Meurer: Aber dann ist es ja nicht besser geworden, Herr Augst.

Augst: Doch, es ist schon besser geworden, weil eben mit Fluss/Flüsse keine Fehler mehr gemacht werden und Kuss/Küsse und Fass/Fässer und so weiter und du fasst, er fasst, wir fassen. Dieser Fehlerbereich ist abgeschafft worden und es bleiben eben die Wörter, wo nach langem Vokal oder Diphthong ein "ß" steht und diese Wörter müssen in der Schule eben gelernt werden.

Meurer: Gibt es irgendwo Nachbesserungsbedarf, sind Sie irgendwo bereit zu sagen, da und dort, an dieser und jener Stelle, meinetwegen bei der Kommaregel, da nehmen wir doch noch Änderungen vor.

Augst: Also wir haben ja einen Änderungsvorschlag gemacht voriges Jahr, also Kleinigkeiten nachgearbeitet oder auch unsere Regeln etwas präzisiert und diese Änderungen haben wir ja der KMK, wir haben sie auch einem Beirat für Rechtschreibung, in dem also die Zeitschriftenverlage vertreten sind und die Dichterverbände und so weiter, vorgelegt und alle haben diese Veränderungen gebilligt, auch in Österreich und in der Schweiz.

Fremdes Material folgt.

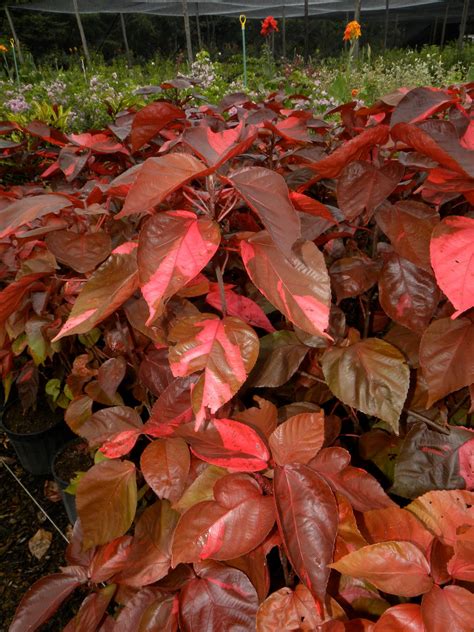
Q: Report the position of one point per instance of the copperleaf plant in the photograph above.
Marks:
(270, 329)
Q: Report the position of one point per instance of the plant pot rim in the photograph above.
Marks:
(14, 434)
(76, 440)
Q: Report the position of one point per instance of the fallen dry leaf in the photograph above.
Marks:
(51, 491)
(40, 543)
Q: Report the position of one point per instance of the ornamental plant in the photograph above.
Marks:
(279, 374)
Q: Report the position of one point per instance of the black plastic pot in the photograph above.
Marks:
(36, 450)
(69, 500)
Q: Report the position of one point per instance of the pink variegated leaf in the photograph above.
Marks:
(103, 293)
(452, 258)
(227, 443)
(156, 179)
(266, 193)
(299, 287)
(213, 529)
(215, 148)
(242, 307)
(224, 350)
(173, 248)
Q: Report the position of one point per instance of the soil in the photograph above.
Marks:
(75, 457)
(20, 519)
(34, 420)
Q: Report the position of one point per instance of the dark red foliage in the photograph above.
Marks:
(264, 324)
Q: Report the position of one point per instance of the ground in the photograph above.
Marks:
(20, 519)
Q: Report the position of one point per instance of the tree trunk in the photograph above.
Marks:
(198, 25)
(385, 33)
(125, 39)
(187, 30)
(445, 22)
(81, 31)
(462, 26)
(357, 7)
(306, 30)
(15, 37)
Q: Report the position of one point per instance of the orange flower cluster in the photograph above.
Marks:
(269, 26)
(352, 31)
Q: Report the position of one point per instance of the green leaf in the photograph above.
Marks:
(370, 375)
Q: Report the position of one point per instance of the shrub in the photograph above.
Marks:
(269, 323)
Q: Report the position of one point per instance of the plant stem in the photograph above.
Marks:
(220, 283)
(428, 421)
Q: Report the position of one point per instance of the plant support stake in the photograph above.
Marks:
(243, 20)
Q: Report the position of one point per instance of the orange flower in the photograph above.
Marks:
(269, 25)
(352, 31)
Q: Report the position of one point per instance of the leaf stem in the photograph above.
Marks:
(220, 283)
(428, 421)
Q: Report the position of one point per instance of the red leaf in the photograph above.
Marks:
(408, 225)
(444, 511)
(298, 439)
(106, 290)
(461, 564)
(42, 600)
(172, 249)
(220, 598)
(109, 559)
(107, 423)
(131, 614)
(362, 490)
(419, 104)
(370, 375)
(213, 529)
(28, 209)
(12, 295)
(354, 149)
(402, 618)
(267, 194)
(363, 186)
(351, 276)
(309, 205)
(172, 408)
(448, 608)
(242, 307)
(158, 178)
(408, 294)
(452, 258)
(150, 120)
(466, 461)
(216, 148)
(99, 143)
(110, 484)
(299, 288)
(394, 523)
(286, 609)
(227, 443)
(399, 568)
(263, 417)
(150, 554)
(165, 466)
(81, 252)
(225, 350)
(92, 610)
(422, 142)
(447, 357)
(307, 517)
(161, 615)
(111, 374)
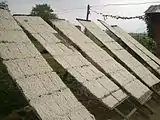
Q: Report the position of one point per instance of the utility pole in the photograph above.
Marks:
(88, 12)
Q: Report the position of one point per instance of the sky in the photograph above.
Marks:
(67, 9)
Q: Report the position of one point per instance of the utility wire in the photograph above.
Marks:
(125, 4)
(105, 16)
(106, 5)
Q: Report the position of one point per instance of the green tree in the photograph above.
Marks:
(44, 11)
(150, 26)
(4, 5)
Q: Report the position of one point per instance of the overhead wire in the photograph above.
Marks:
(125, 4)
(105, 16)
(105, 5)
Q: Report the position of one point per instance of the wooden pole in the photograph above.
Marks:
(88, 12)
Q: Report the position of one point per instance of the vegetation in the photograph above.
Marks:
(146, 41)
(150, 26)
(44, 11)
(4, 5)
(11, 98)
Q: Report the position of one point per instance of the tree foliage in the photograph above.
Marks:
(150, 25)
(146, 41)
(44, 11)
(4, 5)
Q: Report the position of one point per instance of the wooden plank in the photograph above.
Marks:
(97, 55)
(135, 46)
(72, 61)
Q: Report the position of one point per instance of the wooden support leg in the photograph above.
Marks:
(121, 114)
(149, 109)
(131, 113)
(144, 114)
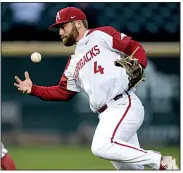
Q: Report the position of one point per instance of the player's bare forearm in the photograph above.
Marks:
(139, 54)
(52, 93)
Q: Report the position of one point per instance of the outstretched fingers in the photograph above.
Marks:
(16, 85)
(26, 75)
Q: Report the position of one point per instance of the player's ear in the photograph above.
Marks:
(78, 24)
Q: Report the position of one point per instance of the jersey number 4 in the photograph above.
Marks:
(98, 68)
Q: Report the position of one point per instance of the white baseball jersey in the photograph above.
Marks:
(91, 68)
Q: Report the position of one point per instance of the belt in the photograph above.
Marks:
(103, 108)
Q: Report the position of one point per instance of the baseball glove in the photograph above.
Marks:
(134, 70)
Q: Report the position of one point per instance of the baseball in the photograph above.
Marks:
(36, 57)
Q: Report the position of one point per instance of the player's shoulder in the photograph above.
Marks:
(109, 30)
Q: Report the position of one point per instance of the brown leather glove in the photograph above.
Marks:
(134, 70)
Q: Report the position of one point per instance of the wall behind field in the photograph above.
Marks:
(68, 121)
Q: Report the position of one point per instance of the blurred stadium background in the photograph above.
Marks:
(57, 135)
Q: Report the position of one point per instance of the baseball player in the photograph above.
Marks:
(7, 163)
(100, 68)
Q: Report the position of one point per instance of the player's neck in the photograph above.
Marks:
(81, 34)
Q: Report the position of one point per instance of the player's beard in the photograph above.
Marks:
(70, 40)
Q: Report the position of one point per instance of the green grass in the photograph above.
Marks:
(67, 158)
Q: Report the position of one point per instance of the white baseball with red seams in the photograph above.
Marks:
(91, 69)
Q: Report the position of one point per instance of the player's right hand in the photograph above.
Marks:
(24, 86)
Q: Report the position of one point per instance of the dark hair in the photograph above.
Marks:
(85, 23)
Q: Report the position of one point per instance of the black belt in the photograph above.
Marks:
(103, 108)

Sie sind dann von der KMK gebilligt worden und ich denke damit haben wir in den Bereichen, in denen es noch Unklarheiten gab, Klarheit geschaffen.

Meurer: Die KMK ist die Kulturministerkonferenz, um das noch kurz hinzuzufügen. Das war Professor Gerhard Augst, er ist der stellvertretende Vorsitzende der Zwischenstaatlichen Kommission für deutsche Rechtschreibung. Herr Augst, besten Dank und auf Wiederhören.